As for optimization, I recommend trying to split up these cells into regions, and pathfinding between regions before pathfinding smaller segments (hierarchical pathfinding). With simple implementations this will likely lead to a few edge cases where the optimal path isn’t found but only a valid path is, but most of the time it will still be accurate while removing a significant amount of processing depending on the regions properties. You could also cache valid paths between regions to remove a lot of the necessary pathfinding there again at a potential slight cost to accuracy or complexity as well. I’m sure these accuracy issues can be resolved with extra thought and complexity, but a naive algorithm can probably get the job done most of the time.

And for dynamic regeneration. I would not try to recalculate the path over and over, but make it so that when something blocks a grid, any path that uses that cell in the path gets told to recalculate. This way you are only recalculating grids that actually change. This might work and might not depending on how you get your data specifically though. But overall, an event based system will let you avoid redundant work if you can find a way to design this as such without excessive overhead.

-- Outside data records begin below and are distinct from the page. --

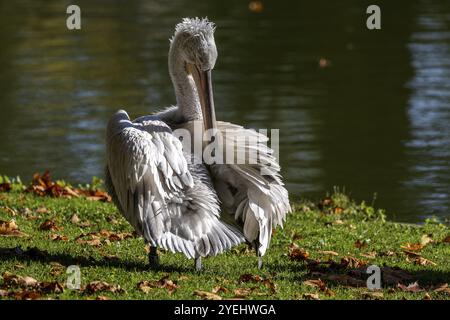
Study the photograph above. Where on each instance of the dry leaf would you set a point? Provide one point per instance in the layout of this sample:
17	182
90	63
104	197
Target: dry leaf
311	296
315	283
219	289
75	219
10	229
370	254
330	253
413	287
427	296
296	253
424	262
207	295
96	286
426	239
360	244
49	225
372	295
242	292
412	247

I’m unsure of what you mean but, if you’re saying that you’re creating an entirely new path like using pfs:CreatePath() you don’t need to do that. You can just do :ComputeAsync() and use break to change the path. (Which would lead to less lag)

No. i use a custom a star pathfinding, there is no ComputePath()

I’ve never used A star before but I’m pretty sure it’s just a module right? Isn’t it still under the same framework as pathfindingservice?

A* is a pathfinding algorithm. It’s how you calculate a path from a graph representing the game world. Modules would use it under the hood.

That’s pretty smart. Although I’ve never needed to use it. Well then idk I can’t really help with the problem sorry.

No, its a custom pathfinding not inside roblox pathfinding service

Alright then, you’re really smart. But I’m not smart enough to help you sorry lol.

Sorry I forgot to mention, you should save the nodes that has been traversed till the current path, I did that in the Node class by storing the parent of the Node but seems like I’ve forgot to mention that part there. Apologies.